Set in the grounds of the Royal Oldham hospital, and paid for by a local benefactor Sir Norman Stoller, the building first presents itself as a plain timber box, lifted on stilts – again, like a modernist villa – above and next to a garden. It is discreet, and will be more so when some trees have grown, but just by being wooden it’s already different from the shiny, you-don’t-quite-know-what-they-are materials of which hospitals are usually made.
Entering through a domestic-scaled door, you’re unprepared for the bright, yellow-floored room you find; Pennines to the right, tree in a vase straight in front of you, a kitchen and shared table, always an essential part of a Maggie’s centre, to the left. The space is otherworldly but not alien. It could be bewildering, the last thing a Maggie’s wants, as it aims to be welcoming to people who might be shocked by their diagnosis, but the pull of the space brings visitors further in. It is open, but also allows degrees of quietness and solitude. “Sometimes, people tell you their greatest fears in an open space,” says Bernie Byrne, the centre’s head. “They don’t have to make eye contact. They can look beyond you to something else.”
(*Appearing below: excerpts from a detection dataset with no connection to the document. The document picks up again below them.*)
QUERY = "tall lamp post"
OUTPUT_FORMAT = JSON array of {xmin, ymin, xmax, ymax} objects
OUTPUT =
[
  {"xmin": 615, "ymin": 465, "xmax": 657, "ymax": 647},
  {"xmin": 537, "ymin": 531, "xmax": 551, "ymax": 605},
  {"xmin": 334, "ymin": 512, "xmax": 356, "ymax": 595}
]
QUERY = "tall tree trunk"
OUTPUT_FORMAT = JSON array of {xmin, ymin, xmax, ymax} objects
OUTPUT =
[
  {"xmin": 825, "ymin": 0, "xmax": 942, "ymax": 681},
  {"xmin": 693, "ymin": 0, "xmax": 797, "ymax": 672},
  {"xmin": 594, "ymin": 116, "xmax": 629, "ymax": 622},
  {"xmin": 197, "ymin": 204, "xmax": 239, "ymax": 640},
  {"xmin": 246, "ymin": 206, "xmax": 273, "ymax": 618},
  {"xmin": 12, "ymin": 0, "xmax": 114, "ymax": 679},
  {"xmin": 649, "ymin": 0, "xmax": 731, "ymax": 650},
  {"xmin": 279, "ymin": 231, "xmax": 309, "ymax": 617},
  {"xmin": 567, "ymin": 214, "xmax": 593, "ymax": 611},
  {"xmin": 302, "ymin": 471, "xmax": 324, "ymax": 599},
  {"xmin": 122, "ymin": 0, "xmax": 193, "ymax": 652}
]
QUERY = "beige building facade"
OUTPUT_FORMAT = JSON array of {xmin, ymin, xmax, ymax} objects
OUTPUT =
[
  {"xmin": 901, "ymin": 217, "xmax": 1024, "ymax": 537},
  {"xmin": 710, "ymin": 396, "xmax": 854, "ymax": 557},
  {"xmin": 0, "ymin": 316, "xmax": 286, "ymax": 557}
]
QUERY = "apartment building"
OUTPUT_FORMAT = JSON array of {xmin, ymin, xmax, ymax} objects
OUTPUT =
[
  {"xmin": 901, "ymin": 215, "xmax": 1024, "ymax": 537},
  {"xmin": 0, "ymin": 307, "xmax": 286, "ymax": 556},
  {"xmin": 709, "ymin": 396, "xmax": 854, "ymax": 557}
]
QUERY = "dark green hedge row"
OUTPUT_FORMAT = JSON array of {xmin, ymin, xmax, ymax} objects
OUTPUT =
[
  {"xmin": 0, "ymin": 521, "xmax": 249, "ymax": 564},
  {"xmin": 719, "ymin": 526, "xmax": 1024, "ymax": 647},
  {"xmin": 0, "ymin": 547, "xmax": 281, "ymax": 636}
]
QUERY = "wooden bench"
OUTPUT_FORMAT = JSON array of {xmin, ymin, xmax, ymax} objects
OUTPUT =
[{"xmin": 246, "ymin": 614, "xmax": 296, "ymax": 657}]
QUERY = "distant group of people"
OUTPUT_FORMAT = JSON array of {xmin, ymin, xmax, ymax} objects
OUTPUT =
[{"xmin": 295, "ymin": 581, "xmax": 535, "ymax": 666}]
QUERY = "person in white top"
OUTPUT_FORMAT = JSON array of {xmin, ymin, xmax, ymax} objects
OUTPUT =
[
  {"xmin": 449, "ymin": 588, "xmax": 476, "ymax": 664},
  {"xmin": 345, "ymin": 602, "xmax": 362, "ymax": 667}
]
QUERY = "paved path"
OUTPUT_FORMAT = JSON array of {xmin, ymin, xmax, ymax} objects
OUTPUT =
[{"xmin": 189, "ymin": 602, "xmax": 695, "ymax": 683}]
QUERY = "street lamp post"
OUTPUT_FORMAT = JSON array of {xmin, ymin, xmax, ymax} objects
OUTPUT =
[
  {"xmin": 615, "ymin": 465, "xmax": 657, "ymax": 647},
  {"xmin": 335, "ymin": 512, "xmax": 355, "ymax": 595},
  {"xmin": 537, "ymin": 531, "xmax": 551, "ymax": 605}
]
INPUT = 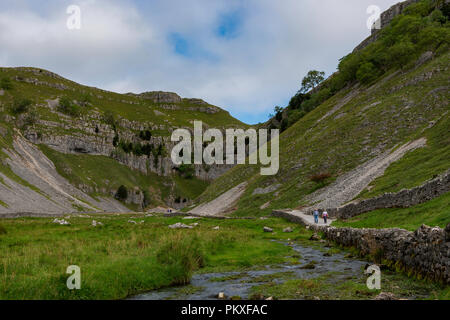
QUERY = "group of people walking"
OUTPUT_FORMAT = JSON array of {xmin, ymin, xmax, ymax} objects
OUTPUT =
[{"xmin": 313, "ymin": 209, "xmax": 328, "ymax": 224}]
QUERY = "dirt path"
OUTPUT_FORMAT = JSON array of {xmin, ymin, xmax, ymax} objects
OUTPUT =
[{"xmin": 189, "ymin": 182, "xmax": 247, "ymax": 216}]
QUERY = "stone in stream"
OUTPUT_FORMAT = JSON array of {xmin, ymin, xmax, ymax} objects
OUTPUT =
[
  {"xmin": 217, "ymin": 292, "xmax": 227, "ymax": 300},
  {"xmin": 92, "ymin": 220, "xmax": 103, "ymax": 227},
  {"xmin": 53, "ymin": 218, "xmax": 70, "ymax": 225},
  {"xmin": 169, "ymin": 222, "xmax": 193, "ymax": 229},
  {"xmin": 373, "ymin": 292, "xmax": 398, "ymax": 300},
  {"xmin": 445, "ymin": 223, "xmax": 450, "ymax": 242},
  {"xmin": 300, "ymin": 261, "xmax": 316, "ymax": 270},
  {"xmin": 309, "ymin": 233, "xmax": 320, "ymax": 241}
]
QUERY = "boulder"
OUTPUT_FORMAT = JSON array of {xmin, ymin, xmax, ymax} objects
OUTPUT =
[
  {"xmin": 169, "ymin": 222, "xmax": 193, "ymax": 229},
  {"xmin": 309, "ymin": 233, "xmax": 320, "ymax": 241},
  {"xmin": 373, "ymin": 292, "xmax": 398, "ymax": 300}
]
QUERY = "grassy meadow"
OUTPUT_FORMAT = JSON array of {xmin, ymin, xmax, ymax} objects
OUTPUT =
[{"xmin": 0, "ymin": 214, "xmax": 310, "ymax": 300}]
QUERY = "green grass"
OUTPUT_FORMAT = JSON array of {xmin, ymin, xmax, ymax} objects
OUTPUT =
[
  {"xmin": 251, "ymin": 270, "xmax": 450, "ymax": 300},
  {"xmin": 332, "ymin": 193, "xmax": 450, "ymax": 231},
  {"xmin": 0, "ymin": 214, "xmax": 309, "ymax": 299}
]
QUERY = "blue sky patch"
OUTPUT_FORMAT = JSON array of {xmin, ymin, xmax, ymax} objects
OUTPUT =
[{"xmin": 216, "ymin": 10, "xmax": 244, "ymax": 39}]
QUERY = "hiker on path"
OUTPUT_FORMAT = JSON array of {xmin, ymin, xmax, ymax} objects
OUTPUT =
[
  {"xmin": 313, "ymin": 210, "xmax": 319, "ymax": 223},
  {"xmin": 322, "ymin": 211, "xmax": 328, "ymax": 224}
]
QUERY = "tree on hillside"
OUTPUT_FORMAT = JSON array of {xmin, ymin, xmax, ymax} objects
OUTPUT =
[{"xmin": 300, "ymin": 70, "xmax": 325, "ymax": 93}]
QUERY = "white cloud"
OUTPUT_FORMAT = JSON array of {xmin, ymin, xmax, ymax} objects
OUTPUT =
[{"xmin": 0, "ymin": 0, "xmax": 396, "ymax": 121}]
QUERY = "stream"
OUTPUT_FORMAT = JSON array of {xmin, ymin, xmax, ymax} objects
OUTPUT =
[{"xmin": 131, "ymin": 243, "xmax": 367, "ymax": 300}]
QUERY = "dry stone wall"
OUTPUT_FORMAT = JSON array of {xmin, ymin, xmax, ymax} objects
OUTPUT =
[
  {"xmin": 327, "ymin": 170, "xmax": 450, "ymax": 219},
  {"xmin": 273, "ymin": 211, "xmax": 450, "ymax": 285}
]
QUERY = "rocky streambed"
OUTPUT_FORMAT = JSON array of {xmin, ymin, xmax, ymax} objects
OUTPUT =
[{"xmin": 131, "ymin": 243, "xmax": 367, "ymax": 300}]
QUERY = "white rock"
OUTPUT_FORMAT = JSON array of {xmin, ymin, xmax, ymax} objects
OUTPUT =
[
  {"xmin": 53, "ymin": 218, "xmax": 70, "ymax": 225},
  {"xmin": 169, "ymin": 222, "xmax": 193, "ymax": 229}
]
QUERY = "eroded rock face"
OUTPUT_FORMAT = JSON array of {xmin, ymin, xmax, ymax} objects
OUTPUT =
[
  {"xmin": 138, "ymin": 91, "xmax": 181, "ymax": 103},
  {"xmin": 318, "ymin": 225, "xmax": 450, "ymax": 284},
  {"xmin": 328, "ymin": 171, "xmax": 450, "ymax": 219}
]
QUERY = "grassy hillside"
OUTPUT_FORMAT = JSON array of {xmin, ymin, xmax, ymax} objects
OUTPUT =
[
  {"xmin": 333, "ymin": 193, "xmax": 450, "ymax": 231},
  {"xmin": 195, "ymin": 47, "xmax": 450, "ymax": 215},
  {"xmin": 0, "ymin": 68, "xmax": 247, "ymax": 209}
]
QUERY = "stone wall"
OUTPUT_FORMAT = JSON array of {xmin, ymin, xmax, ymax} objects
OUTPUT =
[
  {"xmin": 273, "ymin": 211, "xmax": 450, "ymax": 285},
  {"xmin": 353, "ymin": 0, "xmax": 450, "ymax": 52},
  {"xmin": 327, "ymin": 170, "xmax": 450, "ymax": 219}
]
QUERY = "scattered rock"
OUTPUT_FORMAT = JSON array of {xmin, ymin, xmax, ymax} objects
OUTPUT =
[
  {"xmin": 309, "ymin": 233, "xmax": 320, "ymax": 241},
  {"xmin": 53, "ymin": 219, "xmax": 70, "ymax": 225},
  {"xmin": 300, "ymin": 261, "xmax": 316, "ymax": 270},
  {"xmin": 416, "ymin": 51, "xmax": 434, "ymax": 67},
  {"xmin": 250, "ymin": 293, "xmax": 265, "ymax": 300},
  {"xmin": 252, "ymin": 184, "xmax": 281, "ymax": 196},
  {"xmin": 445, "ymin": 223, "xmax": 450, "ymax": 242},
  {"xmin": 373, "ymin": 292, "xmax": 398, "ymax": 300},
  {"xmin": 259, "ymin": 201, "xmax": 270, "ymax": 210},
  {"xmin": 92, "ymin": 220, "xmax": 103, "ymax": 227},
  {"xmin": 169, "ymin": 222, "xmax": 193, "ymax": 229}
]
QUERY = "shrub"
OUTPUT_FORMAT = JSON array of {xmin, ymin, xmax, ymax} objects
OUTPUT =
[
  {"xmin": 389, "ymin": 41, "xmax": 415, "ymax": 68},
  {"xmin": 116, "ymin": 185, "xmax": 128, "ymax": 201},
  {"xmin": 142, "ymin": 190, "xmax": 151, "ymax": 208},
  {"xmin": 177, "ymin": 163, "xmax": 195, "ymax": 179},
  {"xmin": 103, "ymin": 110, "xmax": 116, "ymax": 129},
  {"xmin": 139, "ymin": 130, "xmax": 152, "ymax": 141},
  {"xmin": 356, "ymin": 62, "xmax": 379, "ymax": 84},
  {"xmin": 309, "ymin": 172, "xmax": 331, "ymax": 183},
  {"xmin": 57, "ymin": 97, "xmax": 81, "ymax": 117},
  {"xmin": 156, "ymin": 233, "xmax": 205, "ymax": 285},
  {"xmin": 24, "ymin": 109, "xmax": 39, "ymax": 126},
  {"xmin": 11, "ymin": 98, "xmax": 33, "ymax": 115},
  {"xmin": 0, "ymin": 77, "xmax": 13, "ymax": 90}
]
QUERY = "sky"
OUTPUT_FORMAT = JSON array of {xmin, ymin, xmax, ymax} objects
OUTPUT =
[{"xmin": 0, "ymin": 0, "xmax": 398, "ymax": 124}]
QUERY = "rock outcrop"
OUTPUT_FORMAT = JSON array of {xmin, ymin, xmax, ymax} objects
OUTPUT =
[
  {"xmin": 327, "ymin": 171, "xmax": 450, "ymax": 219},
  {"xmin": 273, "ymin": 211, "xmax": 450, "ymax": 285}
]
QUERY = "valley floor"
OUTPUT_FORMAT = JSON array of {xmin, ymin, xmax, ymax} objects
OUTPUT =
[{"xmin": 0, "ymin": 213, "xmax": 450, "ymax": 299}]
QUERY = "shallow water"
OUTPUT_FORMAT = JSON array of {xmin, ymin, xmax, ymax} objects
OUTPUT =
[{"xmin": 131, "ymin": 244, "xmax": 367, "ymax": 300}]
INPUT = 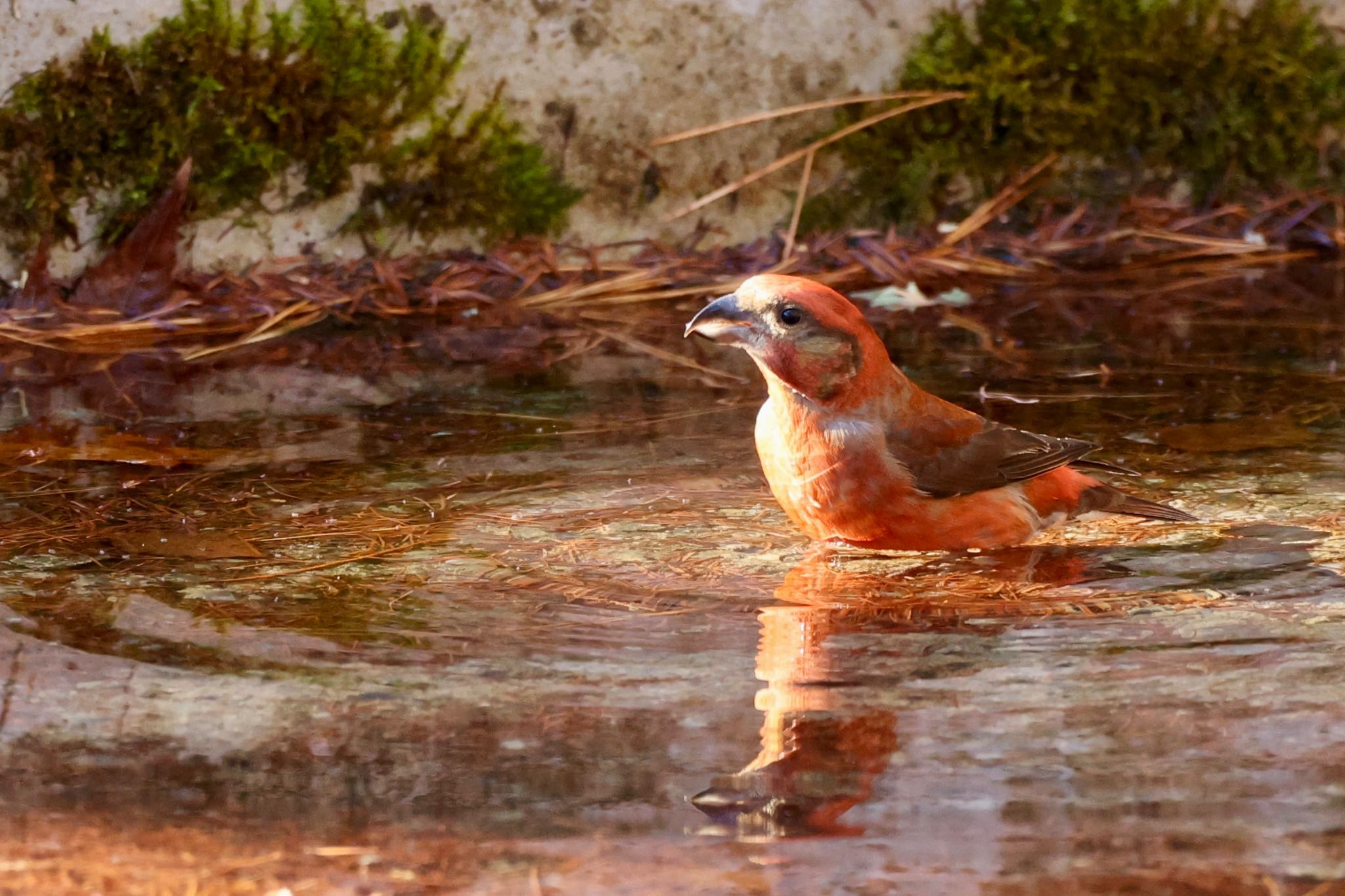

Running through the project are yet more decisions born of questioning and opportunity – it could be a mess, but they are somehow coherent and contribute to the wholeness of the place. An unusual piece of American walnut was spotted online before construction started, reserved and made into a worktop. The rubble of the mortuary that used to stand here is made into a landscape out of which pioneer species such as the birch grow – “the first to come back after a disaster”. The structure is in the now commonplace cross-laminated timber, but for the first time made using a hardwood, American tulipwood, which makes it more efficient and better looking.
The best of these moments responds to the need to make the open space more private, for yoga classes for example. A big, heavy curtain by the textile designer Petra Blaisse can be drawn along a looping track to make a room within a room, a soft lunar module with transparent circles for views outside. The fabric is mossy and yellowish on one side and silver and shiny on the other and depending how you pull it you can get either surface facing you. It’s practical, but it’s also pure joy. It is like the most beautiful hospital curtain you have ever seen.
De Rijke’s girlfriend, Lucy Steed-Fassett, suffers from cancer, and much of the design is based on her experience and advice. They both know too well the medical spaces that Maggie Keswick-Jencks hated – “environments of plastic, sitting in a plastic chair, PVC flooring which is of course toxic, paints which are often plastic, and steel and plasterboard which are carbon-intensive… strip lighting, horrendous daylight and vending machines full of sugar.” His fondness for wood is an antidote to all this sensory poison. “In wood there’s hope,” he says. He’s right. Every hospital should have a space like this, for people affected by every kind of disease.